Colère sur les réseaux sociaux
Mais c’est du côté des réseaux sociaux qu’on enregistre des réactions. Dès l’annonce surprise de Trump sur Twitter, une avalanche de posts et de tweets s’est déclenchée, condamnant unanimement la décision marocaine. « Le prix des Arabes pour vendre la Palestine : des avions F-35, être retiré de la liste du terrorisme, la terre qui ne t’appartient pas [le Sahara occidental]… chacun a son prix », écrit le journaliste Réda Chennouf. « Le prix de la trahison. Le Maroc normalise avec Israël. La marche verte du père [Hassan II] était crapuleuse, celle du fils indigne », commente l’écrivaine Wassyla Tamzali.

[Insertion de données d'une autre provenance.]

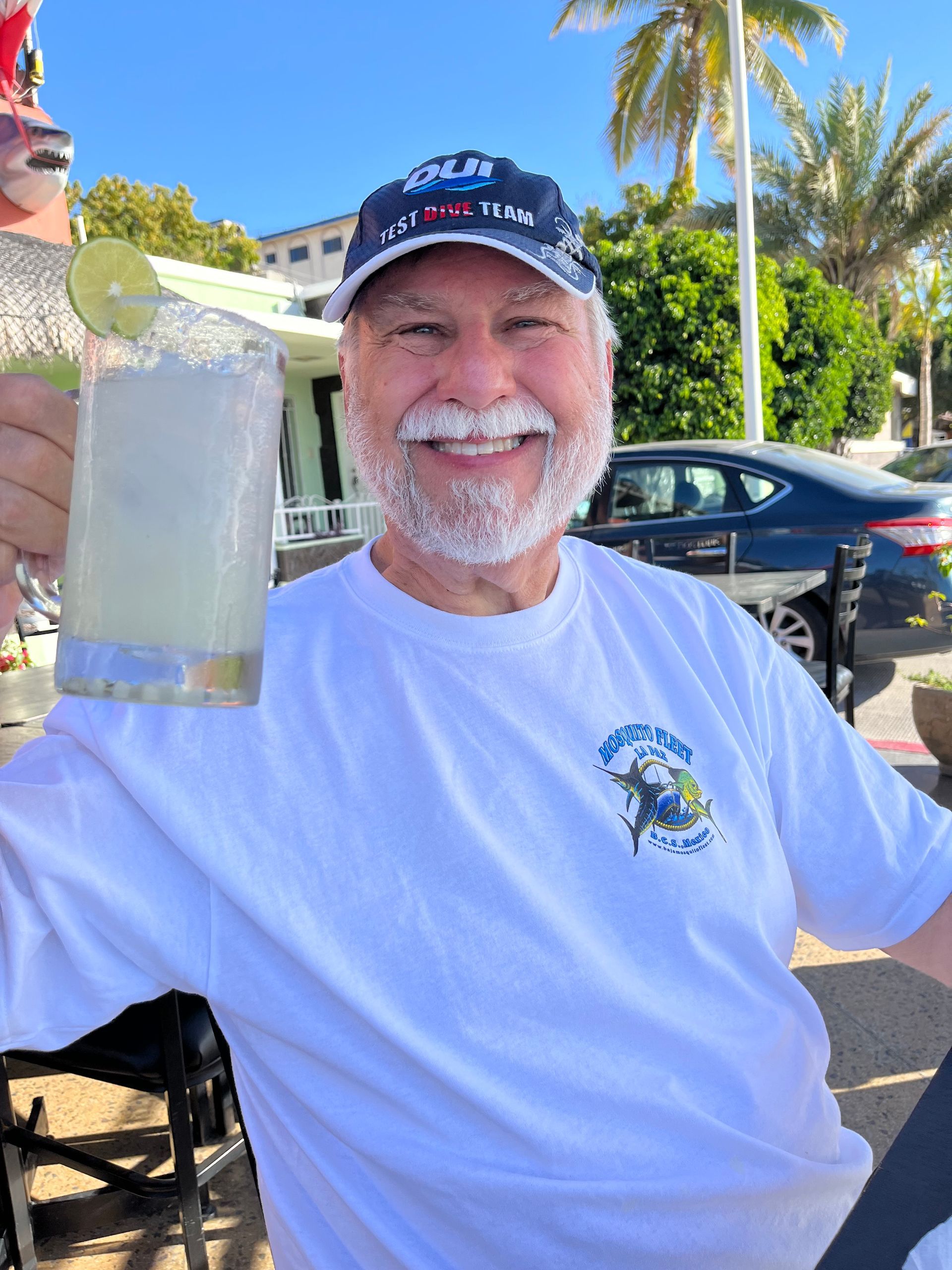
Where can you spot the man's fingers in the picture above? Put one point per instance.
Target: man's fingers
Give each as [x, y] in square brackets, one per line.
[8, 561]
[37, 464]
[31, 522]
[32, 404]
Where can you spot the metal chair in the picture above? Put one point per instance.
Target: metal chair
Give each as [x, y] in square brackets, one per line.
[168, 1047]
[909, 1194]
[835, 672]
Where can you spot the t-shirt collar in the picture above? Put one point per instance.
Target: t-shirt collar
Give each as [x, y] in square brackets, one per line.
[395, 606]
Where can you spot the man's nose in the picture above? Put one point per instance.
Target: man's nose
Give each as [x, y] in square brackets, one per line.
[476, 370]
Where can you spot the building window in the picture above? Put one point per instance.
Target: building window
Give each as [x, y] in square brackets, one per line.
[287, 452]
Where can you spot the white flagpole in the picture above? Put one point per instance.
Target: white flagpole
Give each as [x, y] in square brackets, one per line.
[744, 196]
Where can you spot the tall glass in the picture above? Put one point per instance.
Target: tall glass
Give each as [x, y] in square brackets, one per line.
[172, 511]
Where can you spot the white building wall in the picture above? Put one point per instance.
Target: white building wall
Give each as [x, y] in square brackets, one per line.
[319, 264]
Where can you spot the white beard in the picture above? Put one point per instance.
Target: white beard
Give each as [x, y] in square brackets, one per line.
[483, 522]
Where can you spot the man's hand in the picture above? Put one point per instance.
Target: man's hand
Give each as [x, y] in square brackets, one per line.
[37, 441]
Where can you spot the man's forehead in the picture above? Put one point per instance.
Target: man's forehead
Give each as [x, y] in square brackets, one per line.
[441, 276]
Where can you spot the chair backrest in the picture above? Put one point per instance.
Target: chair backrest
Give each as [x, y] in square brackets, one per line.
[846, 590]
[730, 564]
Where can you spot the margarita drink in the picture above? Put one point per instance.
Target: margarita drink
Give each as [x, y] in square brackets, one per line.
[171, 517]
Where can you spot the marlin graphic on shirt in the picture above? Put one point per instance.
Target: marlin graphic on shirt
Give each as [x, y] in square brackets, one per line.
[651, 793]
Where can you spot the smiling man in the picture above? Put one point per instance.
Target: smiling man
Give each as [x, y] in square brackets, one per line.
[488, 1008]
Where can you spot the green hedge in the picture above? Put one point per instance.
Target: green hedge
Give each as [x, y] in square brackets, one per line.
[824, 368]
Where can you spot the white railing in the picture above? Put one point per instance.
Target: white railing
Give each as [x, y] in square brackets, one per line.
[313, 517]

« En attendant la normalisation prochaine avec l’Arabie saoudite… je me demande quelle en sera la contrepartie », souligne Nabil, étudiant, alors que l’écrivain Bachir Mefti préfère citer le révolutionnaire marocain Abdelkrim el-Khattabi : « La victoire du colonialisme, même aux confins du monde, est une défaite pour nous ; et la victoire de la liberté, dans n’importe quel endroit du monde, est une victoire pour nous. » « Nous avons toujours soutenu les Palestiniens et les Sahraouis, mais nous avions les moyens de notre politique, nous ne les avons plus, clairement ! Et non ! Nous ne pouvons pas vivre de grandes causes, de guerre et d’eau fraîche. Certains appellent ça du pragmatisme, d’autres de la lâcheté, je dirai que c’est de la résignation », se désole Sabra Sahali, alors que Lachemot Amar se pose la question de savoir si le MSP algérien (tendances Frères musulmans) réagira par rapport à ses « amis » islamistes au gouvernement au Maroc.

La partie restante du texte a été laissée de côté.